For centuries, a creel was used in the Isle of Lewis to carry earth, seaweed and manure to meagre plots of earth, hard earned in barren places. The creel was also used to carry, peats, fish and sometimes even babies and young children during long journeys.
Back in 2004 in the village of Geshader in Uig, there was a solitary tenacious willow bush, in the tumble down stone walled willow enclosure, on each croft in the village. The prevalence of the willow beds a testament to the role of the creel in crofting life over several generations.
Since tractors and plastic fish boxes were introduced, the art of making willow creels was no longer a necessity. The process of framing and weaving a creel, became a vague incomplete memory in the community, with only the late Donald MacDonald of Gisla practising the craft in Uig in living memory.

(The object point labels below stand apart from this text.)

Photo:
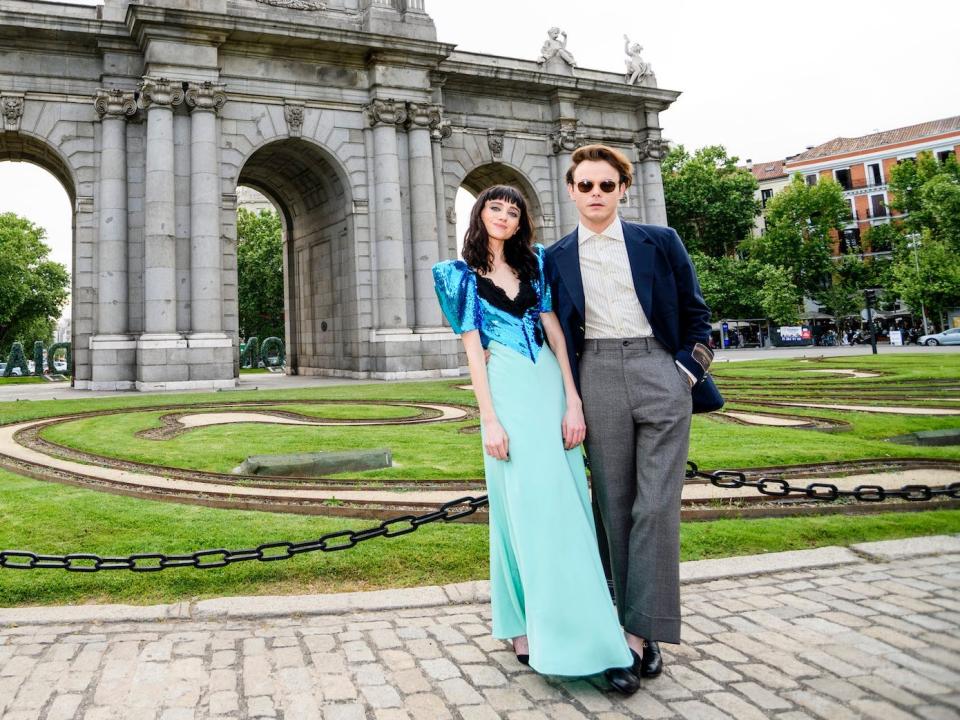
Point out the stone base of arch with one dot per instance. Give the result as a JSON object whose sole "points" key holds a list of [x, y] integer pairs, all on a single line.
{"points": [[197, 361], [401, 355]]}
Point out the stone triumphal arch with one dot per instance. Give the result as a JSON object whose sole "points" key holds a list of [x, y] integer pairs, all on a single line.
{"points": [[348, 114]]}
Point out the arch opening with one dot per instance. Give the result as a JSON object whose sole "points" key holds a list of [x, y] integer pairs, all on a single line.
{"points": [[310, 191]]}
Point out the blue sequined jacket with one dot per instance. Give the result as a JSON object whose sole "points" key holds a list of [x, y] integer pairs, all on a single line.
{"points": [[513, 322]]}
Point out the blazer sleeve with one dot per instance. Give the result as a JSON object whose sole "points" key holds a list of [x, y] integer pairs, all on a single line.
{"points": [[456, 288], [694, 353]]}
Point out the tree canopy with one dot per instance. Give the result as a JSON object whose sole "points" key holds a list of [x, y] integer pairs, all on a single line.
{"points": [[799, 221], [260, 273], [33, 288], [710, 201]]}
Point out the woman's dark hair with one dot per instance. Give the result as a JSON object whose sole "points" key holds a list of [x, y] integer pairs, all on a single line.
{"points": [[517, 251]]}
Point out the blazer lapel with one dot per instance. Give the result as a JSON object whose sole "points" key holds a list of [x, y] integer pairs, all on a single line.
{"points": [[568, 265], [641, 252]]}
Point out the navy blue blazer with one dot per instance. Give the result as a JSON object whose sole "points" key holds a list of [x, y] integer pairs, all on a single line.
{"points": [[665, 282]]}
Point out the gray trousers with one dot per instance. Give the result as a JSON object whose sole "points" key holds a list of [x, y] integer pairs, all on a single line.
{"points": [[637, 407]]}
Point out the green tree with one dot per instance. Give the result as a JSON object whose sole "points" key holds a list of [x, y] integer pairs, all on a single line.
{"points": [[798, 238], [926, 268], [736, 288], [710, 201], [928, 192], [260, 273], [33, 288], [927, 276]]}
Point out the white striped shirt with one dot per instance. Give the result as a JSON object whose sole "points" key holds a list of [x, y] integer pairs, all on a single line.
{"points": [[611, 305]]}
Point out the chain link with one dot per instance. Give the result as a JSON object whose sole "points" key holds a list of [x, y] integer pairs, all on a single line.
{"points": [[448, 512], [221, 557]]}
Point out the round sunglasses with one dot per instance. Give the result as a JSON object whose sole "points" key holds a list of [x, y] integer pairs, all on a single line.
{"points": [[607, 186]]}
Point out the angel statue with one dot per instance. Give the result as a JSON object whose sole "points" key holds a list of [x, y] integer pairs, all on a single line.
{"points": [[637, 69], [553, 46]]}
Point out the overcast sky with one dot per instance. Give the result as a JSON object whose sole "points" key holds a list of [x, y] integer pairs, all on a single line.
{"points": [[764, 79]]}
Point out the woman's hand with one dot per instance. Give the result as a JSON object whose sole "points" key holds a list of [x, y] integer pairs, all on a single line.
{"points": [[573, 426], [495, 441]]}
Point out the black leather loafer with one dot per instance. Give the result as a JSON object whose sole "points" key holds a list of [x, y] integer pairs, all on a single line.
{"points": [[652, 663], [622, 680]]}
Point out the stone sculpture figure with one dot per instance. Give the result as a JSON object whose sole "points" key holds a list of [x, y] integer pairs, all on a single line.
{"points": [[637, 69], [553, 46]]}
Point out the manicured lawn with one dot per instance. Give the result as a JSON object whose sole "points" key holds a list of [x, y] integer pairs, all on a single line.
{"points": [[51, 518], [55, 519]]}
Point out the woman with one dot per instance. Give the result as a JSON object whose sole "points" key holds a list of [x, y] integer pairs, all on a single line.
{"points": [[547, 586]]}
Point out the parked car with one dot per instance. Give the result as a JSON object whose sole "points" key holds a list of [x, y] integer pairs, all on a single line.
{"points": [[950, 336]]}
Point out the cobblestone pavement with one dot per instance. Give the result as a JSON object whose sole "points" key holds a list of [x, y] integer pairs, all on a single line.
{"points": [[865, 639]]}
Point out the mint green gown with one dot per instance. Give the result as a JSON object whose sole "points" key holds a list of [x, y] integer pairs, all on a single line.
{"points": [[546, 580]]}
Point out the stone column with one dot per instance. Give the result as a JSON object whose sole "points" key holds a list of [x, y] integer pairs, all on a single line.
{"points": [[564, 140], [206, 311], [112, 350], [384, 116], [439, 131], [651, 149], [423, 211], [160, 96], [113, 107]]}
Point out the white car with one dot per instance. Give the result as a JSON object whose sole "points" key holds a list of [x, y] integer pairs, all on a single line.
{"points": [[947, 337]]}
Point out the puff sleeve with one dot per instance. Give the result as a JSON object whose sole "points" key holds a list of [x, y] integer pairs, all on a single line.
{"points": [[456, 288], [546, 295]]}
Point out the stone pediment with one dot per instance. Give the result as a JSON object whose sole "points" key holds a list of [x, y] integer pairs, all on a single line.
{"points": [[308, 5]]}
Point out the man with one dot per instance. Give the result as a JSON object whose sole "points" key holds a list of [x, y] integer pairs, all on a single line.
{"points": [[637, 329]]}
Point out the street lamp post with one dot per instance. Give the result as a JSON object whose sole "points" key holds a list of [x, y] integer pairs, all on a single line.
{"points": [[913, 242]]}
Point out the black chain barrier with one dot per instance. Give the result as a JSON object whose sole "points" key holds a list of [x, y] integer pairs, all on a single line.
{"points": [[404, 524]]}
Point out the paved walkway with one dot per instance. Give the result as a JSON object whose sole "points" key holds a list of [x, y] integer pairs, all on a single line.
{"points": [[867, 632]]}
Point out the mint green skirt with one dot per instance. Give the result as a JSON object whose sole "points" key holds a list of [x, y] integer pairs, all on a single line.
{"points": [[546, 580]]}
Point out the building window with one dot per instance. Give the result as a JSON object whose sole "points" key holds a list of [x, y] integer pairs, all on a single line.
{"points": [[843, 177], [850, 241]]}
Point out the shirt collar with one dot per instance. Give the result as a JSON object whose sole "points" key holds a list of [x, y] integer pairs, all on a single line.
{"points": [[614, 231]]}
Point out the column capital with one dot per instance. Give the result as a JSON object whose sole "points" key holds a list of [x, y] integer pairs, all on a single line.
{"points": [[11, 104], [293, 114], [205, 96], [160, 92], [115, 103], [651, 148], [566, 138], [422, 115], [385, 112]]}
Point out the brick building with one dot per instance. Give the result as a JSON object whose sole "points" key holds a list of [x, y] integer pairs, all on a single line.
{"points": [[862, 166]]}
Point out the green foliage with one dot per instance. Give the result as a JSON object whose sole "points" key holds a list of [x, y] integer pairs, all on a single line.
{"points": [[16, 359], [250, 353], [799, 221], [926, 268], [33, 289], [929, 275], [735, 288], [275, 344], [68, 352], [38, 358], [710, 201], [260, 273], [930, 192]]}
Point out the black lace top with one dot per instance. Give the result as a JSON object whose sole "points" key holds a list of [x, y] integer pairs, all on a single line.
{"points": [[495, 295]]}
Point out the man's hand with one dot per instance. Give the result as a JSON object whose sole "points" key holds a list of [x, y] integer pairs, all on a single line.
{"points": [[495, 441], [573, 426]]}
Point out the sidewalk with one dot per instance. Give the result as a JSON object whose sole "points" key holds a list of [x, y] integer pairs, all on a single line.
{"points": [[872, 631]]}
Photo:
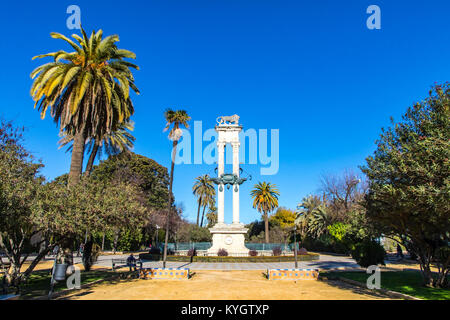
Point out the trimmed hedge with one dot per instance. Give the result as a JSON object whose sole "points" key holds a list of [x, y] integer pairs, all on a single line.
{"points": [[302, 257]]}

In Shawbost on the Westside of Lewis, Donald MacArthur had learned the skills from his father and gave demonstrations at the local museum. Donald came to Uig to lead a Creel making workshop in the Community Centre in November 2005, funded by the Council’s Community Learning Fund.
To give flexibility and strength, the willow suitable for creel making, has to be from a regularly coppiced source. There was not enough locally coppiced willow available and a batch of suitable willow wended its way the length of the country. There were to be five participants on the four day creel making course. Dawn Susan living in Great Bernera was one of the participants on the course in 2005.
In 2013 Dawn organised the Autumn Gathering of the Scottish Basket Makers Circle to come to Lewis. Among the basket making opportunities was the traditional Hebridean Creel. Due to Donald MacArthur’s ill health on the day, Dawn stepped in to tutor the only course in Scotland, where you can learn to make a Hebridean Style Creel.
Another development is that the raw material used by generations of creel makers, to make the extreme load bearing creels, is now available locally, with coppiced willow beds in Uig, Bernera and other areas.
The cultural tourists who attended the creel workshops in 2015, learned to shape and weave their own creels. They took home newly learned craft skills and an original Hebridean creel. Each one the product of an indigenous craft skill, revived just in the nick of time on the west side of Lewis.